Le citoyen qui a vu apparaître devant chez lui le premier boîtier nouveau genre a appelé La Presse pour dénoncer tout l'équipement industriel qui l'accompagne encore, de haut en bas du poteau.

 

C'est tout le problème du transport d'électricité par voie aérienne plutôt que souterraine. En attendant l'idéal coûteux d'un réseau de distribution enfoui, une étudiante de l'École de design industriel de l'Université de Montréal a proposé une réponse intermédiaire mieux intégrée. Elle a participé à la mise au point du boîtier et a décidé, pour son projet de fin d'études de premier cycle, d'élargir la réflexion. Elle a eu sa première prise de conscience en regardant par la fenêtre de sa chambre: on y voyait un poteau d'électricité chargé comme un arbre de Noël gothique. Elle s'est rapidement aperçue que le problème dépassait Hydro-Québec. Une proportion de plus en plus importante des fils et accessoires aériens servent aux télécommunications - téléphonie et télévision haute vitesse, câblodistribution, etc.

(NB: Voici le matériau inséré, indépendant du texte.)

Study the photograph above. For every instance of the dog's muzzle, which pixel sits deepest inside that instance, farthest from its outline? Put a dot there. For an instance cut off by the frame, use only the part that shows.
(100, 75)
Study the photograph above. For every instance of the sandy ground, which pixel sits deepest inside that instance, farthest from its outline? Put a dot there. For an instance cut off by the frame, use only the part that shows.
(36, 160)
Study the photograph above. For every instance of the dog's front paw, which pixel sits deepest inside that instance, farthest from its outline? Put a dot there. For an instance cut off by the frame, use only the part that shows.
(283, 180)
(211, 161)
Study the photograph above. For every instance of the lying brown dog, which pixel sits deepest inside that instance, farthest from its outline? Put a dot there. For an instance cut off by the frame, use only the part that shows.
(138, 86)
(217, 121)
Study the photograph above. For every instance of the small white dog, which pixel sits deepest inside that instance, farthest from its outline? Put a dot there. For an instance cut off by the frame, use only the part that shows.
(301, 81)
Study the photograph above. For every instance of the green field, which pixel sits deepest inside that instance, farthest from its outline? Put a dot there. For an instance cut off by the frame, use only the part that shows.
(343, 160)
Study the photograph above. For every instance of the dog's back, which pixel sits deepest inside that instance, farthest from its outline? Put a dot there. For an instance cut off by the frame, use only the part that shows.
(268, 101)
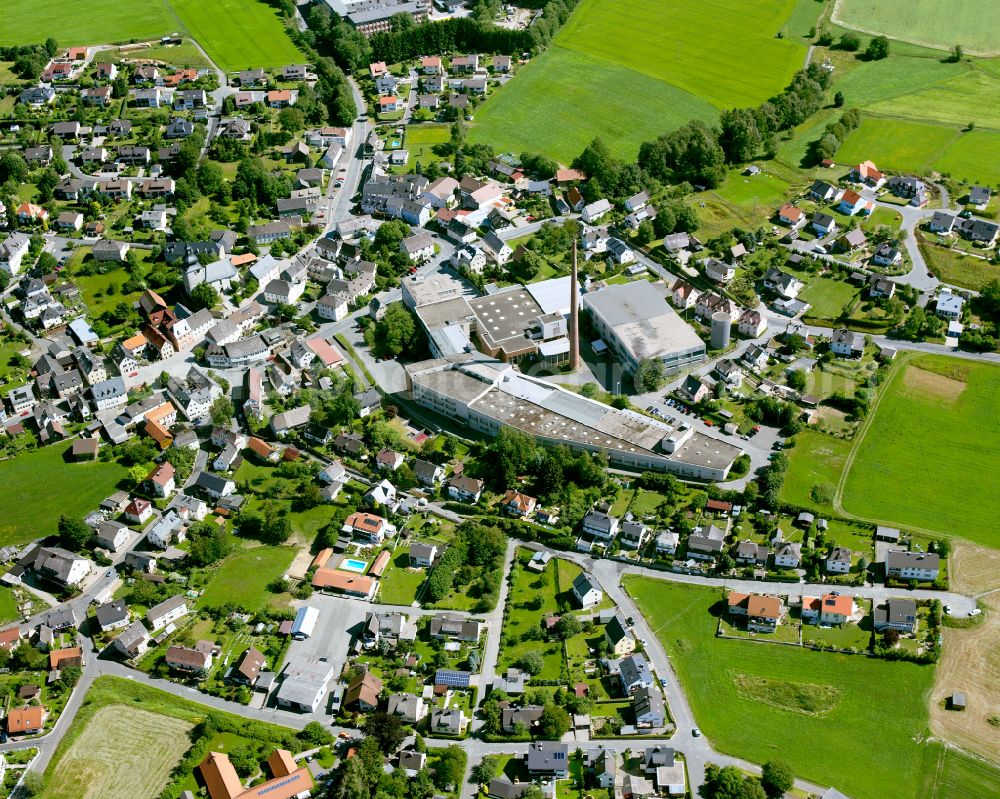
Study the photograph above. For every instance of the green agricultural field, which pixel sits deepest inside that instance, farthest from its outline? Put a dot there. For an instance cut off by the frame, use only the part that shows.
(958, 101)
(957, 269)
(819, 710)
(803, 19)
(975, 24)
(40, 486)
(80, 22)
(96, 766)
(708, 58)
(243, 577)
(560, 101)
(238, 34)
(184, 54)
(114, 750)
(920, 460)
(532, 598)
(867, 82)
(958, 776)
(973, 158)
(741, 202)
(828, 298)
(816, 459)
(897, 144)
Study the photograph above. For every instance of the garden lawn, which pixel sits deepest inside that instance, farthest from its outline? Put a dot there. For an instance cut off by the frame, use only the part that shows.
(957, 269)
(243, 577)
(238, 34)
(923, 458)
(400, 584)
(8, 606)
(420, 142)
(931, 23)
(816, 459)
(39, 486)
(587, 83)
(80, 22)
(532, 598)
(828, 298)
(755, 721)
(94, 288)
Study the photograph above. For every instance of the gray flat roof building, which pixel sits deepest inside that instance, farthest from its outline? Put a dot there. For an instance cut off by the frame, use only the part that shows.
(637, 323)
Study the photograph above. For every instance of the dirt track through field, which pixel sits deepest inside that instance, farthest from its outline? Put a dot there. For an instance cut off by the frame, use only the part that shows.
(970, 663)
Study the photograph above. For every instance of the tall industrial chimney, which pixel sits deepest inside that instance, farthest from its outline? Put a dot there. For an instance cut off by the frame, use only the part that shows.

S'y ajoutent encore les panneaux de signalisation urbains et les feux de circulation.

«Il n'y a aucune coordination, ça devient une cacophonie», dit Tatjana Leblanc, professeure à l'École de design industriel et tuteure du projet de fin d'études.

Pour y mettre un peu d'harmonie, Yolaine Turcotte a imaginé un système modulaire dont l'élément de base est un lampadaire en aluminium. À son sommet s'enfiche une rallonge amovible pour la distribution de l'électricité et des télécommunications. Le système pourrait ainsi s'implanter par étapes. «L'idée était d'y aller de façon graduelle, en conservant la position des poteaux actuels», explique l'étudiante.

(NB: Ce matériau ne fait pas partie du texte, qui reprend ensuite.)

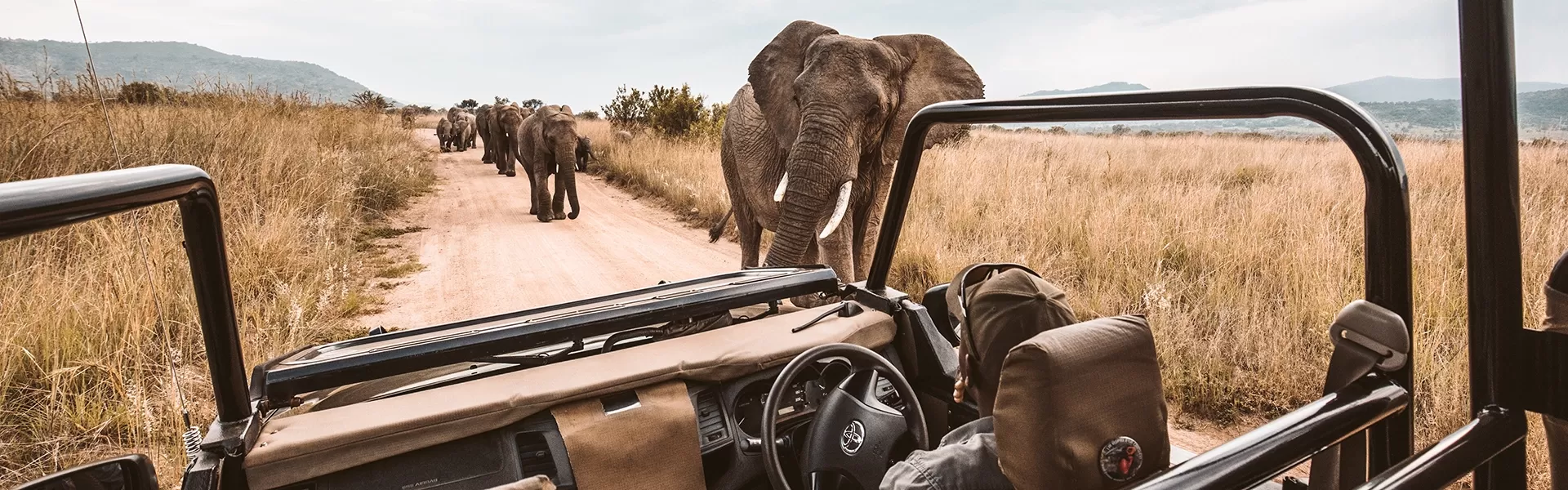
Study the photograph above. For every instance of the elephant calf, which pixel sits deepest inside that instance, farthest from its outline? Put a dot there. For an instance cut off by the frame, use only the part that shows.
(463, 132)
(549, 145)
(444, 134)
(584, 153)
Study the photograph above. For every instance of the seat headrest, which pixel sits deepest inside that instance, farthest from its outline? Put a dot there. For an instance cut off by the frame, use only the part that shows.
(1082, 408)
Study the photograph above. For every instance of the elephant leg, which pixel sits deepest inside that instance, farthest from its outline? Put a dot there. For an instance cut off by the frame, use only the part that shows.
(533, 192)
(559, 202)
(750, 243)
(867, 222)
(541, 195)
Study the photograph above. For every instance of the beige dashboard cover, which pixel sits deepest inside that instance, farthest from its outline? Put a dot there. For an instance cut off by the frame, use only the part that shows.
(653, 445)
(310, 445)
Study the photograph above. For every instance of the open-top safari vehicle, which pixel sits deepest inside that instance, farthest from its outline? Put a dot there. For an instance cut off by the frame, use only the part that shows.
(710, 384)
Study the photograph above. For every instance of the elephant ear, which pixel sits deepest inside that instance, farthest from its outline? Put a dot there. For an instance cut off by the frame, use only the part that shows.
(935, 73)
(773, 71)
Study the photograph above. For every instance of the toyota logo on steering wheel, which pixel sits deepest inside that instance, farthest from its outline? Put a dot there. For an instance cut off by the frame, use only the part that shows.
(852, 439)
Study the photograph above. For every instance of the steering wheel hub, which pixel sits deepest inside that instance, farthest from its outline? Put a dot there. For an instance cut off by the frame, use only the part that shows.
(853, 434)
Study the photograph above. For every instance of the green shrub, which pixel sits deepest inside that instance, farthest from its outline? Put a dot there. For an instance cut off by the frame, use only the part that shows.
(145, 93)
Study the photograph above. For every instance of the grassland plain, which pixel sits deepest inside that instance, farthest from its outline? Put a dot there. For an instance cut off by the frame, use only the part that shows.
(83, 354)
(1239, 250)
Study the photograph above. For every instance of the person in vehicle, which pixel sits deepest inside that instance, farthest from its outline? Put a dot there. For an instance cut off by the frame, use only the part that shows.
(996, 306)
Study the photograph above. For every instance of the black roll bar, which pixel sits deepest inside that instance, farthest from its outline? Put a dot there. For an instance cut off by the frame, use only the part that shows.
(1261, 454)
(1487, 435)
(1491, 224)
(1387, 214)
(32, 206)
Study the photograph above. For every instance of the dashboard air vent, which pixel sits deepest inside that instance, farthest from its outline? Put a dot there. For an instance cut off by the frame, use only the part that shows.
(533, 456)
(709, 420)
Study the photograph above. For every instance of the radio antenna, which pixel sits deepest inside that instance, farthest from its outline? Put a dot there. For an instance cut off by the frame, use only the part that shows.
(192, 439)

Le lampadaire surmonte une base élargie où seraient cachés les dispositifs des différents utilisateurs - commande des feux de circulation... ou d'automatisation électrique, par exemple. La hampe du lampadaire et le mât de distribution sont creux et peuvent donc accueillir les fils en toute discrétion.

Cette base, qui permettrait une future connexion souterraine, est revêtue d'un caoutchouc suffisamment épais pour qu'on puisse y agrafer les annonces de minet perdu ou de vente-débarras. «C'est une communication de quartier qui va demeurer», observe Yolaine Turcotte.

Au lieu d'être suspendus sur des traverses comme sur un séchoir à linge, les fils se fixent directement au mât, l'un au-dessus de l'autre, avec «des connecteurs étanches à déclenchement contrôlé en cas de verglas», explique-t-elle. Ils traversent ainsi le ciel comme une portée musicale, plus discrète que l'actuelle résille tendue au-dessus de la rue.

Dans la proposition de Yolaine Turcotte, les transformateurs ne sont plus accrochés en grappe mais enfilés sur le mât comme des tomates sur une brochette. Le mât de distribution et l'ensemble des fils ont la même couleur claire afin de mieux se fondre dans le décor.

Les problèmes techniques ne sont pas réglés, tant s'en faut. Le projet est teinté d'idéalisme. Mais la réflexion de Yolaine Turcotte a le - grand - mérite de s'attaquer au problème dans une vision globale qui tient compte de la majorité des enjeux. «On y trouve souvent des occasions d'innovation inespérées», assure l'étudiante, qui fait maintenant des études de maîtrise. Elle prépare une demande de subvention dans le but de poursuivre son étude avec une équipe pluridisciplinaire.